Ma Ouran non aveva digerito l’accusa implicita: aveva minacciato di privare il trono del consistente apporto dei suoi guerrieri, se il re non avesse adottato provvedimenti. Avrebbe trascinato l’erede in uno scandalo che i Khai non avrebbero perdonato.
Rhenn sapeva che Kaniša non lo avrebbe consentito: l’unità del regno era tutto. Perciò non si era stupito e non aveva reagito quando si era fatto portare la frusta e l’aveva colpito senza trattenersi. Non aveva emesso un lamento, si era sorretto a una colonna ed era rimasto in piedi. Lo stesso Ouran aveva fermato la mano del sovrano dopo dieci brutali scudisciate.
«Ora premuratevi di indagare su quanto il principe della corona ha avuto il buongusto di omettere» aveva sibilato Kaniša, gettando l’arma sul pavimento insanguinato.
 
Yozora mascherò il turbamento. Sin da ragazzino Rhenn aveva cercato di affermare se stesso confrontandosi con un mondo spietato in cui era tenuto a risultare il più forte, il più temibile, il più feroce. A non sbagliare mai. Molti dei suoi atteggiamenti trovarono ragione, se non giustificazione. Si chiese se per Mahati, in quanto Šarkumaar, fosse stato più arduo conquistare il rispetto dei Khai. Cosa provasse nell’essere secondo in ogni aspetto dell’esistenza. Forse Kaniša aveva separato le strade dei figli per evitare che si intralciassero.
Lo sguardo cadde su un quadro che prima non aveva notato.
«Vi piace?» domandò Rasalaje «Rhenn lo detesta, gli ho promesso che lo sostituirò con un nostro ritratto appena saremo in tre.»

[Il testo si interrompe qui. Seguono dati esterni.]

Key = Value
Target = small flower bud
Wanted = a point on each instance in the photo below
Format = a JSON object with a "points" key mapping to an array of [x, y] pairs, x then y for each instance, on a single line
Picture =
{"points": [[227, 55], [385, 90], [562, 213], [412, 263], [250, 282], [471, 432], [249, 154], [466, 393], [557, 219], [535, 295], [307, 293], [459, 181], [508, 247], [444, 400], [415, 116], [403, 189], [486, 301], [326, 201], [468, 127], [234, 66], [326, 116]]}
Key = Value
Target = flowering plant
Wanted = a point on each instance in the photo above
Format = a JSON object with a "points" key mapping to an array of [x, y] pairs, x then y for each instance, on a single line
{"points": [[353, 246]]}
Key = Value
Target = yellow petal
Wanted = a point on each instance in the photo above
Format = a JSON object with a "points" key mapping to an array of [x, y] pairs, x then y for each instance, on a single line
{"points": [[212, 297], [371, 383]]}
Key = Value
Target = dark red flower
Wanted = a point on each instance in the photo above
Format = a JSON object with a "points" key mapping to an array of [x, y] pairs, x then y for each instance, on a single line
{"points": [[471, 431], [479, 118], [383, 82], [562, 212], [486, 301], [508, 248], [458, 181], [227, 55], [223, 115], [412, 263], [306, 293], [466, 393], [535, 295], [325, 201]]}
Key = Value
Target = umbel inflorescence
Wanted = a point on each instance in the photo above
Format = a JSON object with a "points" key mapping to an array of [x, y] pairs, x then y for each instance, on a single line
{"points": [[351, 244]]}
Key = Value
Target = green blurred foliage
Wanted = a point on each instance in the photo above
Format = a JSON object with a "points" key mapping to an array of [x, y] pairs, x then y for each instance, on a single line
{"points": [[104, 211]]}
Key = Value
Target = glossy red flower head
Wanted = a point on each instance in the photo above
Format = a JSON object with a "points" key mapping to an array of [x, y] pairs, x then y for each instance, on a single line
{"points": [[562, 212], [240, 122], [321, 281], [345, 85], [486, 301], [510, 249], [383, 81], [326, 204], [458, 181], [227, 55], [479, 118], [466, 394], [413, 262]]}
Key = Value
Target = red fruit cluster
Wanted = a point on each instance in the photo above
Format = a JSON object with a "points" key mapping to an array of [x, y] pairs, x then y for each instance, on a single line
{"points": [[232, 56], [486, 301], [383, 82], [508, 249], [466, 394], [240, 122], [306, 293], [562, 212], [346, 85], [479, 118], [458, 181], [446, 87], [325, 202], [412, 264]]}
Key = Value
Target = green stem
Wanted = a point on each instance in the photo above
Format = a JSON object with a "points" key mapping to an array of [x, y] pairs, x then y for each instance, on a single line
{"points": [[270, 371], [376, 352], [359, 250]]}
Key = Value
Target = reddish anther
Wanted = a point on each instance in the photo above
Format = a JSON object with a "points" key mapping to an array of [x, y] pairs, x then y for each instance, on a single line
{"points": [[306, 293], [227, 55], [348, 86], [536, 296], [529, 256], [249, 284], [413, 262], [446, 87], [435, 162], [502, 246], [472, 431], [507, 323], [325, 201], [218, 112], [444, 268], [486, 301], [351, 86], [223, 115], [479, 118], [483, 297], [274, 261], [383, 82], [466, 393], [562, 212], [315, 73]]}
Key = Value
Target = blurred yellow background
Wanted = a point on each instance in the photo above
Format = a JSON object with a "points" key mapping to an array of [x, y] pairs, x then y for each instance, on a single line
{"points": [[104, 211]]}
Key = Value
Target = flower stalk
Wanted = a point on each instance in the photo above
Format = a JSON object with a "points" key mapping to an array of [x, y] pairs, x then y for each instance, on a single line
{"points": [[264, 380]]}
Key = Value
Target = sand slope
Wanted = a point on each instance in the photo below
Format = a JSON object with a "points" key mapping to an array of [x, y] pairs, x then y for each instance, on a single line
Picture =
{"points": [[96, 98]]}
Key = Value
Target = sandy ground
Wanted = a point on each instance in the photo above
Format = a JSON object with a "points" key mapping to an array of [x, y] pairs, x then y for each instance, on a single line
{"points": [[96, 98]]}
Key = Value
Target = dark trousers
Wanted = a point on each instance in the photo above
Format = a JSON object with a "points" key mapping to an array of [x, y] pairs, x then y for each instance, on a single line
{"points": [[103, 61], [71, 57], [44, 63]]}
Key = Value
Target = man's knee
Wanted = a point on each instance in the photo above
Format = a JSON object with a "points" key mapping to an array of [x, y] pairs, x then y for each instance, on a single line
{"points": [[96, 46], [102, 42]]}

La principessa salki contemplò il dipinto raffigurante la famiglia reale. Riconobbe nell’uomo attraente e marziale un giovane Kaniša: gli occhi erano gelidi e impersonali come se posare fosse un fastidioso onere, giunto a sottrarre tempo prezioso alla guerra. Alla sua destra una donna bellissima in abito pervinca accennava un sorriso: carnagione chiara, portamento nobile, lucidi capelli di rame e occhi d’ametista identici a quelli di Rhenn, che identificò nel ragazzino che le posava accanto.
«La regina Hamari» mormorò Rasalaje.
Yozora frenò l’impulso di tempestarla di domande e ne scelse una innocua.
«Perché Mahati non è presente?»
Rasalaje si irrigidì.
«Non era ancora nato.»
«Oh. Dovrò imparare ad attribuire correttamente le età prima o poi.»
La Khai abbassò le palpebre imbarazzata e Yozora comprese che era stata una risposta di convenienza. Esisteva un’ombra sul clan reale, messa a tacere come tutti gli episodi sconvenienti che lo riguardavano.